03 - TCP Offloading, multicore scalability

Overview

  • Description:: TCP Offloading, multicore scalability

TCP offload means that TCP network packets are unpacked from the network card and assembled into larger segments. This task is usually done by the CPU but can be done to a large extent on hardware with modern network set-ups.

  • high overhead
    • extremely general and outdated constraints

Dennard scaling

CPU Performance despite these rules hasn’t increased in the recent years. Performance delivery by specialization

Multicore scalability

  • minimize synchronization, shared data structures and pollution

    • shared data are bad
      • but also lock/unlock, wastes a lot of time and doesn’t take advantages of inactive processors
  • the cpu0 usually takes charge of the most of interrupts

    • so cpu gets interrupted
  • the outgoing NIC packets are in queue

    • when cpu cores try to analyze them, they break (mutex, semaphores…wadda wadda)
  • solution? Multi-queue

    • policies
      • random
        • but it lacks cache and it is no connection based management, it means that if using two connections it is a mess
      • receive side scaling
        • packet belonging to the same connection must be processed on the same core
        • a tcp flow (connection) is identified by 4-tuple: src, dst, src_port, dst_port
        • cache locality
          • means that the data is available through cache
        • this is a good solution
      • RPS
      • RFS
      • XPS
  • RSS: Receive Side Scaling - is hardware implemented and hashes some bytes of packets (“hash function over the network and/or transport layer headers— for example, a 4-tuple hash over IP addresses and TCP ports of a packet”). Implementations are different, some may not filter most useful bytes or may be limited in other ways. This filtering and queue distribution is fast (only several additional cycles are needed in hw to classify packet), but not portable between some network cards or can’t be used with tunneled packets or some rare protocols. And sometimes your hardware have no support of number of queues enough to get one queue per logical CPU core.

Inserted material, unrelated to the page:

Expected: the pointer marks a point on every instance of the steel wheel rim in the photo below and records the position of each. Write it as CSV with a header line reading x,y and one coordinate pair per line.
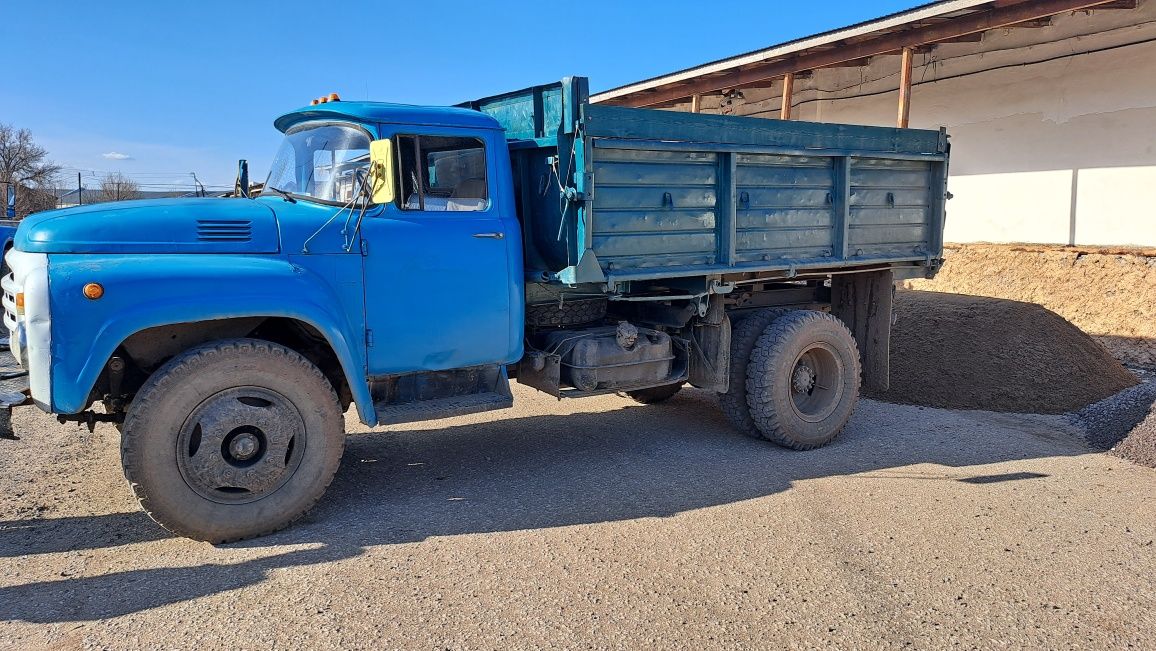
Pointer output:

RSS should be enabled when latency is a concern or whenever receive interrupt processing forms a bottleneck. Spreading load between CPUs decreases queue length.

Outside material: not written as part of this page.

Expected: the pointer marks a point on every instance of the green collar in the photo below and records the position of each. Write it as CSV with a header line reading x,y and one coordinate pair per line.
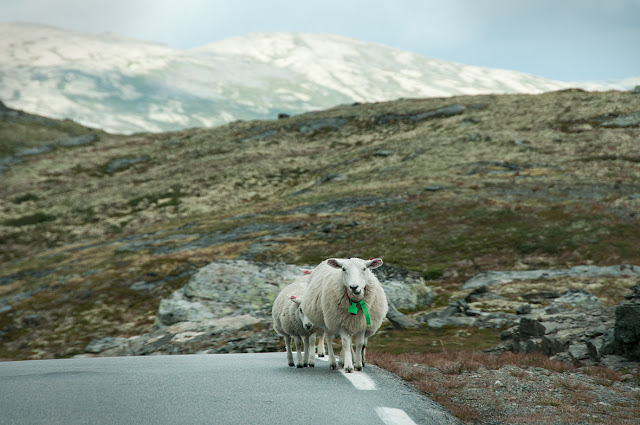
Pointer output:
x,y
353,309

  • Receive Packet Steering (RPS) “is logically a software implementation of RSS. Being in software, it is necessarily called later in the datapath.”. So, this is software alternative to hardware RSS (still parses some bytes to hash them into queue id), when you use hardware without RSS or want to classify based on more complex rule than hw can or have protocol which can’t be parsed in HW RSS classifier. But with RPS more CPU resources are used and there is additional inter-CPU traffic.

RPS has some advantages over RSS: 1) it can be used with any NIC, 2) software filters can easily be added to hash over new protocols, 3) it does not increase hardware device interrupt rate (although it does introduce inter-processor interrupts (IPIs)).

  • RFS: Receive Flow Steering is like RSS (software mechanism with more CPU overhead), but it not just hashing into pseudo-random queue id, but takes “into account application locality.” (so, packet processing will probably be faster due to good locality). Queues are tracked to be more local to the thread which will process received data, and packets are delivered to correct CPU core.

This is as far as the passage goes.